Gibbes Movie Night News
Thursday, April 26, 2007
Save the Audobon Octavo!
Today is a very special day for Roswell Eldridge, who's made it a mission in life to help keep the books of John James Audobon intact. (The nature artist's gorgeous pictures are removed from his books and sold for 4-figure sums). Eldridge prefers to make digital copies of the art and keep the endangered Octavos - those books that combine art and text - intact.
To mark Audobon's 222nd birthday, Eldridge is throwing a 24 hour virtal party. The festivities begin at www.audubonoctavos.com, with a colorful 2 minute slideshow explaining the plight of the lesser spotted Octavo; then visitors can skip to Eldridge's main site, where he's holding a draw for a signed, framed, Eldridge-Audubon Print of either the Whooping Crane or the Sandhill Crane.
Monday, April 23, 2007
Night at the Upcountry Museum
This morning I filmed an interview with Max Heller, the 88-year-old former mayor of Greenville who was the primary force behind the city's change from a grungepot ("there was grass growing on Main Street," he said) to a thriving, corporation-luring hive of activity.
Arriving here in the US in 1938, he reflected calmly on American anti-Semitism: "It was minimal. Nothing seemed bad to me after Hitler."

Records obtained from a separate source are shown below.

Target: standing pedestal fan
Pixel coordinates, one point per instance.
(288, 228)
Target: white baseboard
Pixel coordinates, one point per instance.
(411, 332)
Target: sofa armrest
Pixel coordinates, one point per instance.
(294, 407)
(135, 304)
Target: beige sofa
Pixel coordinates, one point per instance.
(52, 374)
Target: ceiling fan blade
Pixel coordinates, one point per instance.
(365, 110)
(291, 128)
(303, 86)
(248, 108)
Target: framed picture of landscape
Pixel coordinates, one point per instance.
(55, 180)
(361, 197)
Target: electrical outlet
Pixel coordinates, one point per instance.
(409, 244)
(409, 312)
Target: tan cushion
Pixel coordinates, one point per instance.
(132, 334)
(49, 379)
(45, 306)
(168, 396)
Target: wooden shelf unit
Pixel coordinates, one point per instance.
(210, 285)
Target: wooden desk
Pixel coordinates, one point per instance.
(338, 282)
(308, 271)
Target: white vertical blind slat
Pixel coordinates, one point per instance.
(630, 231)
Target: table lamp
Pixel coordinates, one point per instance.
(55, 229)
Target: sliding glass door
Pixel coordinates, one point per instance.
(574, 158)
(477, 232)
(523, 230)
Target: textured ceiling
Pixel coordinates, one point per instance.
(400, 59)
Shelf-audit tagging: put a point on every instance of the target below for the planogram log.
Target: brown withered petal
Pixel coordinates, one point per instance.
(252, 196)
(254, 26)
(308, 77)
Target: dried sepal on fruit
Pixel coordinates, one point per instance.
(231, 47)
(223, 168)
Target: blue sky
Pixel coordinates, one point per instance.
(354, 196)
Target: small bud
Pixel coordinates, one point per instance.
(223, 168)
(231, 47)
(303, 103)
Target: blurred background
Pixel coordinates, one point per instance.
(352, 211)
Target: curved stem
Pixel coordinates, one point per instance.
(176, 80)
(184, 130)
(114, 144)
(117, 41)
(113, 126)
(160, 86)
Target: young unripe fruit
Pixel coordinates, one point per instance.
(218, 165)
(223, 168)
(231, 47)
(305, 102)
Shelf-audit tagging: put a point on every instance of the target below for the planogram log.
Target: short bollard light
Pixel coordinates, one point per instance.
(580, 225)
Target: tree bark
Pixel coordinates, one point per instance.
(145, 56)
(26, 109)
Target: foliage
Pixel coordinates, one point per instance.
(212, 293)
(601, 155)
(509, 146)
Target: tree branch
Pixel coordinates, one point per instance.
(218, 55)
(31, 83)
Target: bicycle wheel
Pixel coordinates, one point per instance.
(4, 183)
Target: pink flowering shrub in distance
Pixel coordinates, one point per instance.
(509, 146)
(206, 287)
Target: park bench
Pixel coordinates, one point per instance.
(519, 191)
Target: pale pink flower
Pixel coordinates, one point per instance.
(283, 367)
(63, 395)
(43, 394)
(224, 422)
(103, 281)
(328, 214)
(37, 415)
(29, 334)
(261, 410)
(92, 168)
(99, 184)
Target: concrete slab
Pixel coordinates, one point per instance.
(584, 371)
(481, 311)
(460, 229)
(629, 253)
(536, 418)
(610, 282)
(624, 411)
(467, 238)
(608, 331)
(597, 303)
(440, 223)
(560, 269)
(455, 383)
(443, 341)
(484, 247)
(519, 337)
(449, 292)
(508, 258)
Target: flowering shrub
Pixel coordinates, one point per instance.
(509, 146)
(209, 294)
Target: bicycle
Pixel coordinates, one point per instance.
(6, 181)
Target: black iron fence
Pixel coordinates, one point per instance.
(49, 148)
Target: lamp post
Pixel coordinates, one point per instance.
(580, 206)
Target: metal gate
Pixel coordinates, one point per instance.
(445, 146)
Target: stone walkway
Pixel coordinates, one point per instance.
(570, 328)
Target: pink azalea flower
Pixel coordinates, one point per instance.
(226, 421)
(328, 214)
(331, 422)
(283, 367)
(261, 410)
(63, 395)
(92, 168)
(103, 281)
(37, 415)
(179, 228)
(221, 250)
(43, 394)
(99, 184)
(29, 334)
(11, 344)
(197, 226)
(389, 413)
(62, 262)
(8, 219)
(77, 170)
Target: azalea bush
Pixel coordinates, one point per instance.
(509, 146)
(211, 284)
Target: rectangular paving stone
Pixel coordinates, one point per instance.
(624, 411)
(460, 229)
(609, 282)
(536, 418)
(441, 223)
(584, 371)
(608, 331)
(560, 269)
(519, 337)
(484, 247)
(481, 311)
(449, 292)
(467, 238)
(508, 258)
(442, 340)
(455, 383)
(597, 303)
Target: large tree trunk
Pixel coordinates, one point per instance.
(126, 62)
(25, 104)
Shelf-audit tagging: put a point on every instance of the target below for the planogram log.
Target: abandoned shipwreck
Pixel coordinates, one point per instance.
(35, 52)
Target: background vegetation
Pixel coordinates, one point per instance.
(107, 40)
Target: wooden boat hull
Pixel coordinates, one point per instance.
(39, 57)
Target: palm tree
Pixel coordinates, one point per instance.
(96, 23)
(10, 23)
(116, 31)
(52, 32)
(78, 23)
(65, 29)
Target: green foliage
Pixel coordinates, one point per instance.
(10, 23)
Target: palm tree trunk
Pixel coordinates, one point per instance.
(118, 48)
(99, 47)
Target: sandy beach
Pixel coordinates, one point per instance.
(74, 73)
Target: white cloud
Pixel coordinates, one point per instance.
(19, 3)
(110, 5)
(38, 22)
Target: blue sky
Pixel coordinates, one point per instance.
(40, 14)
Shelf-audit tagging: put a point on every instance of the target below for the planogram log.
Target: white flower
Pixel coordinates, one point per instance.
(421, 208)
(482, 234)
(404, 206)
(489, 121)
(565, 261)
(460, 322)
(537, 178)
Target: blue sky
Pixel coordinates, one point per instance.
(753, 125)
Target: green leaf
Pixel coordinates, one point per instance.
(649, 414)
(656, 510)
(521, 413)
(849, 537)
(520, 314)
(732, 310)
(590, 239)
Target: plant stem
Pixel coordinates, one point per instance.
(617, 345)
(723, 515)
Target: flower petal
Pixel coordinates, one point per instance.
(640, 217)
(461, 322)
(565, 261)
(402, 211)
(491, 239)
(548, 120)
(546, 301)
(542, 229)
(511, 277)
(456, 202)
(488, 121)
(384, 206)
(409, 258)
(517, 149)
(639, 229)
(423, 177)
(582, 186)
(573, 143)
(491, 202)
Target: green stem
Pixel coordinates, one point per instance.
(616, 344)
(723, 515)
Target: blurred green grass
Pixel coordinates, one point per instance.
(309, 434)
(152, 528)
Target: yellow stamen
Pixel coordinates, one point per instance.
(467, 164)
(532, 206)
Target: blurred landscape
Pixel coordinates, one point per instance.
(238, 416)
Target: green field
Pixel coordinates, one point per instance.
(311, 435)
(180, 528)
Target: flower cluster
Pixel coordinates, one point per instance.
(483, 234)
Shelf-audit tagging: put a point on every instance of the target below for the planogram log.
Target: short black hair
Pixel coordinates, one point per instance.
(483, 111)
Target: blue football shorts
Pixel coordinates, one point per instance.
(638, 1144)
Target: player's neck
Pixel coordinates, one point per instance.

This afternoon I hung out at the Upcountry History Museum that I'm shooting footage for on behalf of Michael Schaffer Productions (I'm the cameraman and Director of Photography). I got a chance to see production drawings of the Museum's different areas and it's amazing to watch the bare walls become large-scale exhibits. Having said that, riht now it's a lot like me first thing in the morning - the lights are on but nobody's home.
Walking through the place after those lights had been turned out, I half expected a dinosaur skeleton to start chasing me as in Night at the Museum. Or at least, considering this is the Upcountry, a wild hog and a runaway Nascar automobile. It didn't happen though. Ben Stiller has all the luck.
Sunday, April 22, 2007
Greenville, SC
This week I'm in Greenville, filming interviews and other excerpts for the new Upcountry History Museum that's due to open in September. A couple of exhibits will cover the role of religion and the Civil Rights struggle in upstate South Carolina, which has led me to meet some fascinating people.
Guided by my inquisitive producer Michael Schaffer, I've documented a number of "firsts" - the first school to voluntarily integrate down here (St. Anne's Catholic School in Rock Hill), the first African American student to attend a Greenville school that was all-white in the early 60s, and many more.
Driving around, we've filmed many of the churches, religious signs and billboards in the area to show the breadth of biblical fervor here. Finding a church in Greenville is as easy as finding a hair on a dog. Although the camerawork's kept me busy, I've still found time to go downtown to Main Street, a cool area with falls, a park and a nifty suspension bridge. For the locals, all those prayers seem to have paid off - G'ville's an up-and-coming, happening place.